As of this writing, Elon Musk has not publicly responded to Altman’s invitation. His typical mode of communication—X, the platform he owns—remains conspicuously quiet on the topic. However, insiders suggest that Musk is likely aware of the offer and may be weighing his options.

The subtext here is hard to ignore. Altman’s “party” metaphor is a playful jab at Musk’s own history of hosting flashy product unveilings. But it’s also a genuine attempt to de-escalate what has become a very public, and very personal, rivalry. In a tech landscape increasingly defined by regulatory scrutiny and public anxiety about AI safety, having two of the most influential figures in the field at loggerheads is not helpful for anyone.

“I think Sam is trying to send a signal that he’s not interested in a cold war,” said Dr. Lin Zhang, a technology ethics researcher at Stanford. “By inviting Elon to the table, he’s showing that he’s willing to engage—even with someone who has sued him. It’s a smart PR move, but it also reflects a genuine belief that progress requires collaboration, not just competition.”

The Bigger Picture: A Call for Unity

Altman’s broader message—that “the world needs more love”—isn’t just about his relationship with Musk. It reflects a growing sentiment within the AI community that the current arms race mentality is unsustainable. With governments around the world scrambling to draft regulations, and with deepfake-driven misinformation becoming a real concern, the major AI labs are starting to feel the pressure to cooperate.

“We’re building something that could change the course of human history,” Altman said, his tone growing more serious. “If we spend all our energy fighting each other, we’re going to miss the big picture.
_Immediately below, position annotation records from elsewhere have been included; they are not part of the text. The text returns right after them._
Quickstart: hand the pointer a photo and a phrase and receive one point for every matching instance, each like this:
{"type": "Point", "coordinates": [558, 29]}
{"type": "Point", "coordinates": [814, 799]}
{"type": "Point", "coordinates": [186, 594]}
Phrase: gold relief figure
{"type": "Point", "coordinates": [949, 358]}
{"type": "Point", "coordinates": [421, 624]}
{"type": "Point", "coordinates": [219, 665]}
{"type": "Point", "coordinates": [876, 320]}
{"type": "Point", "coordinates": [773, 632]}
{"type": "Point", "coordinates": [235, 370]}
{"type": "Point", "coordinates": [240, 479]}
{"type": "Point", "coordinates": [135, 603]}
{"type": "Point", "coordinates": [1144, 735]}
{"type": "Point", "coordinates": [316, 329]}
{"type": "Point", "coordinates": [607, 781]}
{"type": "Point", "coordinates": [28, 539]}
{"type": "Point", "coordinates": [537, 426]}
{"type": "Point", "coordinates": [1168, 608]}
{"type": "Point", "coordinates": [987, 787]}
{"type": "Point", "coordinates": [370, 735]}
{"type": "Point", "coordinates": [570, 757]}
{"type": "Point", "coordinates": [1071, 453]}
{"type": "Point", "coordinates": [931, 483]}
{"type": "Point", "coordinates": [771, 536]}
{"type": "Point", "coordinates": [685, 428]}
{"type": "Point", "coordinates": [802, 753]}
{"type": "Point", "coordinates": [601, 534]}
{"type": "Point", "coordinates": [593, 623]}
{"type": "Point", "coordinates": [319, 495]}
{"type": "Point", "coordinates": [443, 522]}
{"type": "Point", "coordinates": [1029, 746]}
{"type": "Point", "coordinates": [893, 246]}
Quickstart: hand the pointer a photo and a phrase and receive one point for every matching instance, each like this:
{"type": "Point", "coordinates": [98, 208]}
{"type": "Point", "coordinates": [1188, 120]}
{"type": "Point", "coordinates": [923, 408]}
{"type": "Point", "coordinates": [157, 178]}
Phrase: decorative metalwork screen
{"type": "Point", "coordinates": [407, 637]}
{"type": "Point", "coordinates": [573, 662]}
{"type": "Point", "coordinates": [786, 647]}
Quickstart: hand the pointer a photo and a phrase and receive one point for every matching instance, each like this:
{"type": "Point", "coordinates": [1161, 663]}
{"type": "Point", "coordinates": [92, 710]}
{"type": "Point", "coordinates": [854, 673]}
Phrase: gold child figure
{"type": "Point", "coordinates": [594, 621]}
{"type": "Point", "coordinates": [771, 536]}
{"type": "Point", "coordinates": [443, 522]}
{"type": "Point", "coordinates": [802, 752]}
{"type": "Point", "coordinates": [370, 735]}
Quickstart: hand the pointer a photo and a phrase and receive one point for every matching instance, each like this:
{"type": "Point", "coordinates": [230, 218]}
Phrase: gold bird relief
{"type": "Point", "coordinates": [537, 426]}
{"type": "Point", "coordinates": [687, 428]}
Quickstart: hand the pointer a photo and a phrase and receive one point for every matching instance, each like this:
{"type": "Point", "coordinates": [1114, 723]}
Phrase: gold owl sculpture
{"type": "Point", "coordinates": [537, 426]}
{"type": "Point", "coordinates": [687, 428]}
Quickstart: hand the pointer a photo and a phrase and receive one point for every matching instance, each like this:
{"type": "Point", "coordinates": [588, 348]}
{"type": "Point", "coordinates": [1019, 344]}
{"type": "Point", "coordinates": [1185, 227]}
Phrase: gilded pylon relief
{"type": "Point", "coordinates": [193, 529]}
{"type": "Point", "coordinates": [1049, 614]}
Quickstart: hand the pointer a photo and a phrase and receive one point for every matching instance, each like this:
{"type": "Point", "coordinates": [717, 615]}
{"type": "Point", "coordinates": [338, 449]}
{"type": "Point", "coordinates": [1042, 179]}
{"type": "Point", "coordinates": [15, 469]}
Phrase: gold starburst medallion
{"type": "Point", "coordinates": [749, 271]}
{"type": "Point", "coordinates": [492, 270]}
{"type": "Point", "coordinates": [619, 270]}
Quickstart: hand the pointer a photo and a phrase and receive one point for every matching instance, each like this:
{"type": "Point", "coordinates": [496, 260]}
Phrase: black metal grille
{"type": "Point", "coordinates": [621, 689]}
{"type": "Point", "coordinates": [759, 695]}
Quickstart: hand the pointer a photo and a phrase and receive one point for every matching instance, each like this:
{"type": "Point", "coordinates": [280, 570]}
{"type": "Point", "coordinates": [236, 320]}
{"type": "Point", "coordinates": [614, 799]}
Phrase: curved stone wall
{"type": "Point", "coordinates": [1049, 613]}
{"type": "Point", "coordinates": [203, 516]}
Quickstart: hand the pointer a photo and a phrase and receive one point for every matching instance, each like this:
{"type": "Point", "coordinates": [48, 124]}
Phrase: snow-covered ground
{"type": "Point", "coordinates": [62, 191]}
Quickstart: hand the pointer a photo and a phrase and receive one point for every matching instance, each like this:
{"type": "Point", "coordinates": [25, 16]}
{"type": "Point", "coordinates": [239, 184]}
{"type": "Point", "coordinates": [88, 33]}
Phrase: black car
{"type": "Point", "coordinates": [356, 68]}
And the big picture is that we need to get this right.”

He concluded with a direct look at the camera: “Elon, if you’re reading this—come see the model. Bring your toughest questions. We’ll put the coffee on. The world is watching, and it deserves to see us working together.”

Whether Musk will accept the invite remains to be seen. But for now, Altman has done something rare in the cutthroat world of tech: he has extended an open hand. And in a field where the stakes are nothing less than the future of intelligence, that gesture alone might be the most important update of all.